The Walt Disney Company (NYSE:DIS)Take a look at the labels on your clothes…are you wearing Joe Boxer underwear? Is your little girl dressed for dance class in a Danskin leotard? Raining out? Did you don a London Fog raincoat? Or is your teenager equipped for the soccer game in Umbro gear?

Iconix Brand Group Inc (NASDAQ:ICON) manages 31 diverse brands ranging from luxury Badgley Mischka to value names Mossimo and Fieldcrest linens. It markets across the range of retail from luxury retailer Neiman Marcus to value giant Wal-Mart.

Their business model is unique in its ability to generate free cash flow, revenue, and diluted EPS at seven year CAGRs of 46%, 42%, and 36% respectively.  It has a low risk profile unusual to companies involved with apparel and home fashions. Finally, brands it buys are immediately accretive. As an intellectual property licensor and marketer it has low overhead.

How does this model work? It buys a brand license then markets it for retailers who themselves have the responsibility to source, manufacture, design, manage inventory, warehouse, and actually sell the product.  As of the end of June Iconix Brand Group Inc (NASDAQ:ICON) took in aggregate guaranteed royalties of $800 million. Thanks to this cash stream analysts project 23% five year EPS growth.

Net profit margin comes in at 36.20% above its historical average of 34.50%. Free cash flow is expected at $203-210 million for 2013 and the company has $441 million in cash.

International is now 33% of the brand portfolio, but the company aims for 40% and brand acquisitions going forward will be international. Iconix Brand Group Inc (NASDAQ:ICON)’ crown jewel is the Peanuts brand accounting for 23% of portfolio revenues. The Peanuts brands has 800 licenses and a full length feature film Peanuts movie in collaboration with Twentieth Century Fox is planned for 2015. This Peanuts movie will likely generate additional revenues for its licenses with cross promotions much like that master of marketing, Walt Disney.

Mickey Mouse vs Snoopy
The Walt Disney Company (NYSE:DIS) has iconic Disney characters, Marvel superheroes, Lucasfilm’s Star Wars, and more under its branding umbrella.The International Licensing Industry Merchandiser’s Association has listed The Walt Disney Company (NYSE:DIS) as number one global licensor for several years running.

But for all that you will pay more with a forward earnings multiple of 15.90. The yield now is a somewhat paltry 1.20%. Operating margin at 21.07% isn’t nearly as impressive as Iconix Brand Group Inc (NASDAQ:ICON)’ nor is the PEG of 1.53.

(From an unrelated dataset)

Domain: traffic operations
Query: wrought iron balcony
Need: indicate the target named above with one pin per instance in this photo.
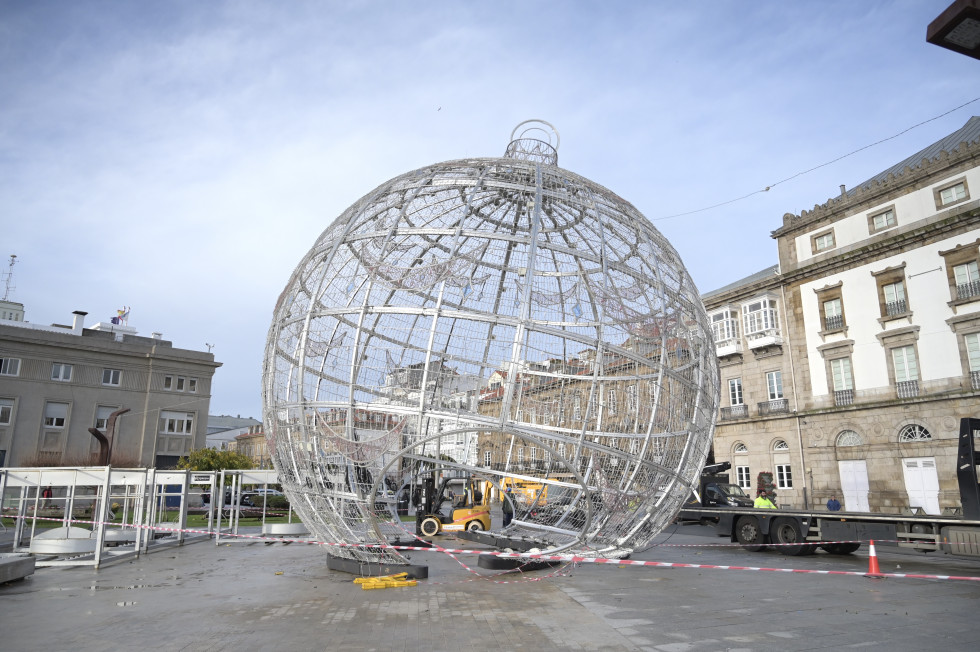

The Walt Disney Company (NYSE:DIS) has been an outperforming stock as investors realized for the price of the media division (films, Disney network, ESPN, and ABC are responsible for the lion’s share of revenue and operating profit) they got Resorts and Licensing for free. In the third quarter consumer retail segment revenue came in at $775 million and operating income rose 5% credited to higher Merchandise Licensing business.

At the annual shareholder meeting in March CEO Robert Iger had reason to boast, ” In Fiscal 2012, we increased revenue by 3% to a record $42 billion, which led to a record $5.7 billion in net income, up 18% over the year before. And our earnings per share were up 24%, setting a new record of $3.13.”